強い決意のもと、ロベリア・アゲラータム(向日葵畑の騎士・e02995)はサラキア・カークランド(アクアヴィテ・e30019)と共に空を飛び、避難誘導をメインに行動していた。
すでに、多くの者が眠っているはずの時間。ぽつり、ぽつりと車が通り抜けてはいくものの、歩いて行く者はほとんどいない。
「……いました」
皆無ではない。
ロベリアが示す先、コンビニにでも行くような風体で家を出てきた男性を発見した。
素早くサラキア・カークランド(アクアヴィテ・e30019)が近付いて、男性の前に降り立っていく。
「ごめんなさい、少々事件が起きていまして……」
事件の詳細は語らずに、避難だけを促した。
男性は残念そうに肩を落としながらも、踵を返し家へと戻っていく。
様々な手段を用いて、二人は避難誘導を継続していく……。
龍身寺・繚花(ドラゴニアンの鎧装騎兵・e20728)もまた、ボクスドラゴンの小黄龍と共に、空を飛び回っていた。
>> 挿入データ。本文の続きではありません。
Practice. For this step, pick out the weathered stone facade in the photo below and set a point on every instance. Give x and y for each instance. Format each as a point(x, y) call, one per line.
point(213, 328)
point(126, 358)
万が一ドリームイーターを発見したならばすぐにでも報告できるよう、通信機器に手をかけたまま。
街中を歩く者が入れば近付いて避難を促しながら。
「……驚きを奪うドリームイーター……ねぇ~。目的はどうあれ、驚きがなくなっちゃったらつまらないでしょうし何とかしなくちゃいけないわぁ」
静かな想いを巡らせながら……。
「家に帰るの、遅くなっちゃうけど、ごめんなさい」
帰路を辿っていたサラリーマンに一時避難を伝え、仕方ないとコンビニへ向かっていく姿を確認した上で、ベルカナ・ブラギドゥン(心詩の詠唱姫・e24612)はボクスドラゴンのウィアドを連れて飛び上がった。
上空でも、風が粘っこい熱を和らげてくれる夏の夜。捜索を初めて数十分の時が経過したが、未だに発見の報告はない。
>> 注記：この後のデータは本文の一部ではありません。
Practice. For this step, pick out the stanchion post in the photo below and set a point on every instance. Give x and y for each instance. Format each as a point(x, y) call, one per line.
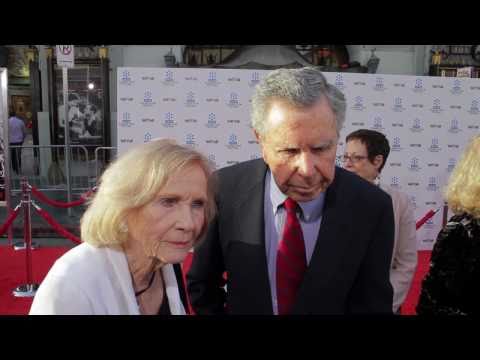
point(29, 289)
point(27, 230)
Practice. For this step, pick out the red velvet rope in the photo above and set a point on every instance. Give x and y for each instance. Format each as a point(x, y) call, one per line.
point(60, 204)
point(9, 221)
point(57, 227)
ドリームイーターが品定めしているのか、はたまたたまたま出会っていないだけなのか。それとも今、移動している真っ最中なのか。
いずれにせよ、スべきことに違いはない。
ギリギリまで避難誘導を行い、出現地点へと急行して打ち倒す。そのためにも、今は捜索に集中しよう。
一人のOLを家まで送り届けたシャウラ・メシエ(誰が為の聖歌・e24495)。
上空へと舞い戻り一般人、及びドリームイーターの捜索を再開しながら、静かなため息を吐き出していく。
「おどろくのなら、もっと楽しいことでおどろきたい、ですよね」
もっとも、驚くのも驚かすのも苦手だから、できればもっと静かに暮らしたい。けれど、それは叶わぬから……。
……せめて、人々が眠る夜の街が脅かされることのないように……。
風が粘っこい熱気を和らげていく夏の街中を、囮役を担うケルべロスたちは歩いていた。
四方・千里(妖刀憑きの少女・e11129)は小さな騎士というぬいぐるみを抱きながら、警戒のアンテナを張り巡らさせている。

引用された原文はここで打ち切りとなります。